As New York City’s reopening picks up steam, co-op and condo boards and their property managers are finding themselves cast in the unfamiliar role of traffic cops. They have to decide which apartment renovations and alterations can move ahead first, and how those projects can proceed with a minimum of risk and inconvenience to residents, building staffs and construction workers.
“Just because the city says it's OK, that doesn't necessarily mean that the building has to let everybody do everything at the same time,” says Mark Levine, a principal at the management company EBMG. “We want to manage it proactively and make sure that we do it in such a way that everybody stays safe. Because each alteration requires elevator usage, you have to schedule it in such a way that you're not affecting the overall health of the building.”

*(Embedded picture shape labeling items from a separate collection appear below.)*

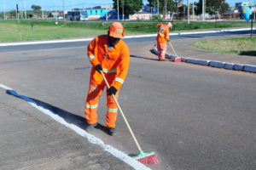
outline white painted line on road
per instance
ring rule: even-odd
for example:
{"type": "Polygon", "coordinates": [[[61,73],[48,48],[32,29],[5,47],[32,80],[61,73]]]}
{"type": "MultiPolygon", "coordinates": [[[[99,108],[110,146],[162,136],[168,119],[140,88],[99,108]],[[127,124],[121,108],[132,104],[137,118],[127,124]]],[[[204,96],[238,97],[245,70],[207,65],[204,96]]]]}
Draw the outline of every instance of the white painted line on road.
{"type": "MultiPolygon", "coordinates": [[[[256,30],[256,28],[253,28],[256,30]]],[[[240,31],[249,31],[251,28],[239,28],[230,30],[215,30],[215,31],[187,31],[187,32],[176,32],[170,33],[169,36],[181,36],[181,35],[190,35],[190,34],[207,34],[207,33],[218,33],[218,32],[232,32],[240,31]]],[[[156,37],[155,34],[143,34],[143,35],[131,35],[125,36],[124,39],[135,38],[135,37],[156,37]]],[[[49,40],[49,41],[38,41],[38,42],[8,42],[0,43],[0,47],[7,46],[19,46],[19,45],[35,45],[35,44],[45,44],[45,43],[60,43],[60,42],[87,42],[91,41],[93,38],[82,38],[82,39],[68,39],[68,40],[49,40]]]]}
{"type": "Polygon", "coordinates": [[[109,144],[105,144],[104,142],[95,137],[94,135],[91,135],[90,133],[88,133],[85,130],[73,125],[73,124],[69,124],[68,122],[67,122],[62,117],[59,116],[58,115],[55,114],[54,112],[52,112],[49,110],[44,109],[42,106],[38,106],[37,105],[37,103],[31,99],[30,98],[24,96],[24,95],[20,95],[18,94],[15,91],[14,91],[12,88],[4,86],[3,84],[0,84],[0,88],[4,88],[6,90],[9,90],[9,93],[12,95],[17,96],[26,101],[27,101],[31,105],[32,105],[33,107],[35,107],[36,109],[38,109],[38,110],[42,111],[43,113],[44,113],[45,115],[49,116],[51,118],[53,118],[55,121],[61,123],[62,125],[71,128],[72,130],[73,130],[75,133],[77,133],[78,134],[86,138],[90,143],[97,144],[99,146],[101,146],[102,148],[104,149],[104,150],[109,152],[110,154],[112,154],[113,156],[122,160],[123,162],[125,162],[125,163],[129,164],[131,167],[132,167],[133,168],[137,169],[137,170],[150,170],[150,168],[147,167],[146,166],[144,166],[143,164],[140,163],[137,161],[135,161],[134,159],[132,159],[131,157],[128,156],[126,154],[125,154],[124,152],[113,148],[113,146],[109,145],[109,144]]]}
{"type": "Polygon", "coordinates": [[[9,43],[0,43],[0,47],[19,46],[19,45],[35,45],[35,44],[44,44],[44,43],[73,42],[86,42],[86,41],[91,41],[92,39],[93,38],[72,39],[72,40],[50,40],[50,41],[40,41],[40,42],[9,42],[9,43]]]}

Levine and other property managers agree that in buildings with multiple projects on hold, it’s necessary to establish priorities on which ones get to reboot first. But from there differences of opinion arise.
“The projects that are closest to completion – they’re the ones that get to go ahead first,” says Peter Lehr, the director of management at Kaled Management. “With more difficult projects, we might have to take into consideration when the contractor needs to shut off the electricity, and how they’re going to sanitize the areas they’re in.”
Levine, on the other hand, takes the view that big jobs should move to the front of the line. “Priorities are put into place based on the job’s necessity,” he says. “Habitation takes place over cosmetic issues.”
Numerous management companies and attorneys have prepared riders and addenda to alteration agreements, which apartment owners and contractors must sign before beginning alteration projects – or before they’re allowed to restart projects. EBMG’s rider touches on such issues as allowable work hours, elevator usage, building access, hand-washing facilities and daily temperature checks for crews. Levine adds that another consideration is inconvenience for neighbors. “With so many people now working at home,” he says, “we need to be cognizant of noise.”
There is virtually unanimous agreement that boards and property managers must reserve the right to shut down a job if an apartment owner or contractor fails to observe safety protocols.
“Our COVID-19 addendum to the alteration agreement outlines that they're required to follow all the safety and social-distancing protocols,” says Mark Hoffman, the president of Hoffman Management. “And it provides protection to the boards to stop any job at any time.”